Balls from the driving range had landed in the neighbouring housing estate so often the family had been forced to replace “at least one window in every house” in the nearest row to the course.
However, Mr O’Sullivan told the WRC in his evidence that he believed the motivation for ending his employment was a row he had with one of the owners on July 29th 2020.
Hot weather had caused the golf ball dispensers to malfunction and Mr O’Sullivan was working with Colman Ryan to repair them, the WRC was told.
“There was a thunderstorm all of a sudden that afternoon and there was a big stampede of golfers wanting to go from the outdoor range to the indoor range,” Mr Ryan said.
“I needed Mr O’Sullivan to literally just hold his finger against [a] bolt on the outside while I went around the other side of the wall to put on the nut,” he said, but Mr O’Sullivan got “very irate” about “the number of people coming in on top of him”.
“People were coming in and out the door, coming up to me, asking questions. I’d turn to them and say ‘we’re trying to fix the machines’ and when I would do that my grasp of the nut would slip,” he said.
He said Colman Ryan came out to him “absolutely seething” to tell him, “Would you ever hold the nut?” to which he replied that he was doing the best he could.
He said he was “in fear” of catching the Covid-19 virus and passing it on to a vulnerable relative and that he told Colman Ryan that the barman who was supposed to be enforcing social distancing was “useless”.
Mr Ryan’s reply to him was: “No, you’re useless,” he said.
“He told me ‘I’m the boss’ and he could speak to me whichever way he wants,” Mr O’Sullivan added.
Mr O’Sullivan said he continued to report to work for the next two days until Michael Ryan asked him to take two weeks’ holidays to let things calm down, and he accepted holiday pay from him.
He said he heard nothing from his employers until the middle of August when Michael Ryan texted to say he was coming up to Whitegate to meet him.
“I was actually given this [letter] on the side of the road,” he told the hearing.
“This wasn’t a genuine redundancy.

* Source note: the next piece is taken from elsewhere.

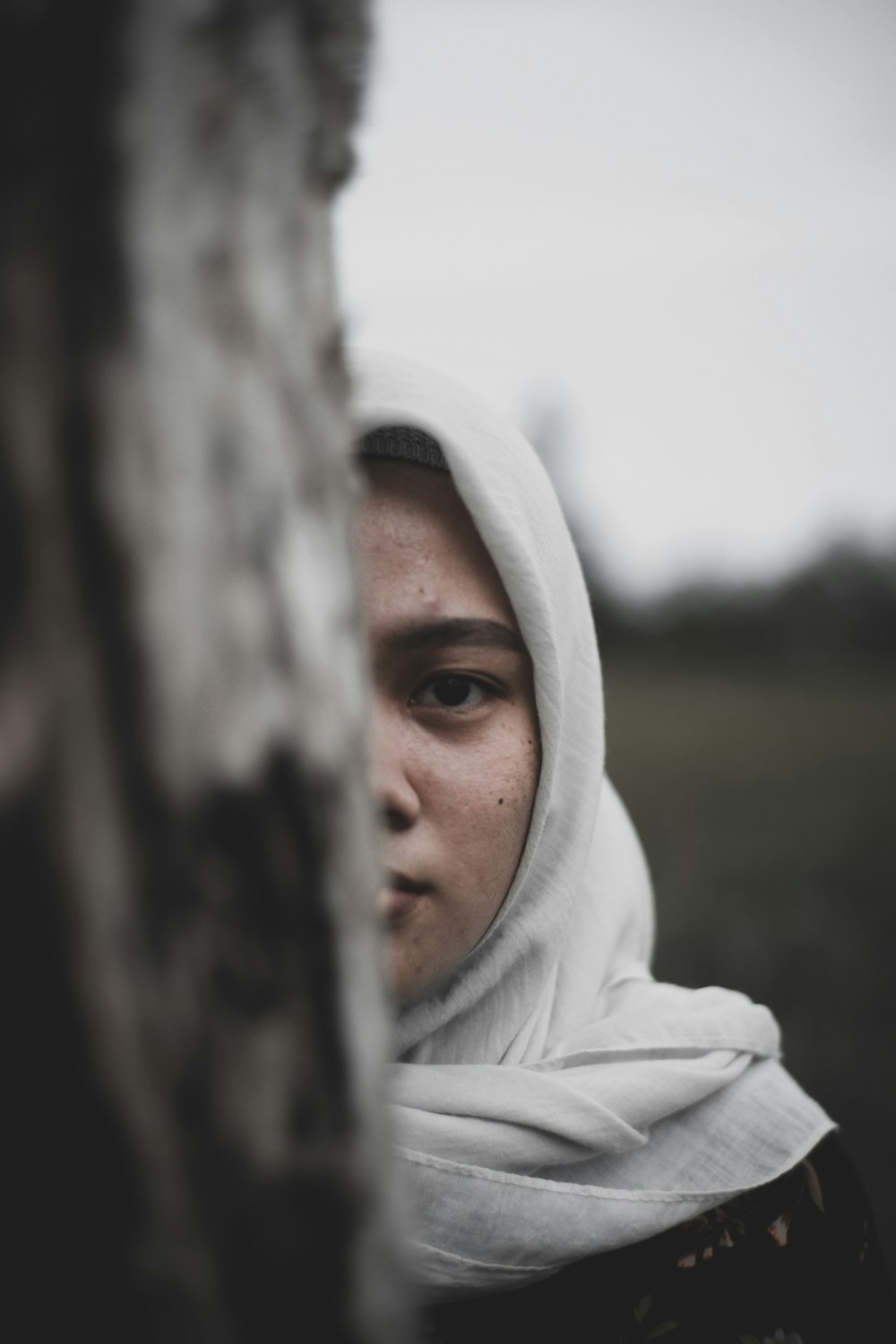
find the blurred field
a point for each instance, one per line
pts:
(764, 792)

There was an incident on 29th July 2020 which left tension in the centre and it was due to this that Mr O’Sullivan was made redundant without any consultation,” said Mr O’Sullivan’s solicitor Robert O’Keeffe in closing.
Ruarí Ó Catháin of Conway solicitors, who appeared for the Ryan family, submitted that it was a “business survival issue” for his clients.
The driving range had been reduced to a third of its usual capacity, and the income had fallen by a similar amount, it was submitted.
“The income wasn’t sufficient to support the role,” he said, and, as the only solely outdoor employee, Mr O’Sullivan was the only choice for redundancy, he argued.
In his decision, adjudicating officer Michael McEntee found that there appeared to be a “genuine business case for a redundancy” in the circumstances but that the way it had been handled by the employer was “open to question”.
He said the usual redundancy process would include a warning to the employee that his position was at risk, prior consultation, consideration of alternative roles, formal meetings with representation, or an opportunity to appeal.
“Regrettably, none of these procedural steps took place here. The letter of 15 August to the complainant was effectively a ‘fait accompli’,” Mr McEntee wrote.
He ruled the dismissal was unfair and ordered the Ryans to pay Mr O’Sullivan compensation equivalent to about eight weeks’ pay, some €4,000, in addition to the €16,000 redundancy payment the family had already made.